Consecutive emergency department (ED) patients with at least one cTn test resulted.
Multifaceted hs-cTn intervention bundle, including a 0/2-h diagnostic algorithm for non-ST-elevation myocardial infarction, an educational bundle, enhancements to the electronic medical record, and nursing interventions to facilitate timed sample collection.

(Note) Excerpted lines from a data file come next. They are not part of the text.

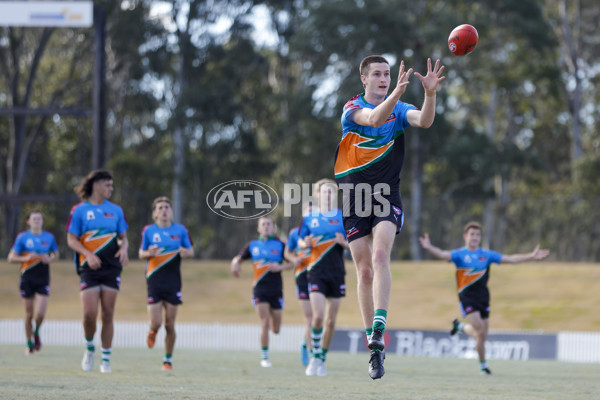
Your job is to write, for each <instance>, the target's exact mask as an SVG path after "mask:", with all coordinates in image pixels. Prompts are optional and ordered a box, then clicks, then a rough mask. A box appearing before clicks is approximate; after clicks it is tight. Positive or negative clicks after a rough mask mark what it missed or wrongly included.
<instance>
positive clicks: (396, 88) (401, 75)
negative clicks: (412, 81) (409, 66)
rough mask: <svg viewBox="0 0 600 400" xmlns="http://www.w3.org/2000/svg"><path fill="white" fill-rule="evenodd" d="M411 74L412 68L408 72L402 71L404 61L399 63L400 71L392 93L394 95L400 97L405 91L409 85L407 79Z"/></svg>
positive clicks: (409, 76)
mask: <svg viewBox="0 0 600 400" xmlns="http://www.w3.org/2000/svg"><path fill="white" fill-rule="evenodd" d="M411 74H412V68H409V69H408V71H404V61H400V71H398V81H397V82H396V87H395V88H394V91H393V92H392V93H393V94H394V95H396V96H398V98H399V97H400V96H402V95H403V94H404V92H405V91H406V87H407V86H408V84H409V83H410V82H409V81H408V78H409V77H410V75H411Z"/></svg>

Primary outcomes included serial cTn test utilization, probability of hospital admission, ED length of stay (LOS), and among discharged patients, probability of ED revisit within 72 h resulting in hospital admission. Multivariable regression models adjusted for age, sex, temporal trends, and interhospital differences.
The intervention was associated with increased use of serial cTn testing (adjusted risk difference: 48 percentage points, 95% CI: 45-50, P < 0.001) and ED LOS (adjusted geometric mean difference: 50 min, 95% CI: 50-51, P < 0.001). There was no significant association between the intervention and probability of admission (adjusted relative risk [aRR]: 0.99, 95% CI: 0.89-1.1, P = 0.81) or probability of ED revisit within 72 h resulting in admission (aRR: 1.1, 95% CI: 0.44-2.9, P = 0.81).
Implementation of a hs-cTn intervention bundle was associated with an improvement in serial cTn testing, a neutral effect on probability of hospital admission, and a modest increase in ED LOS.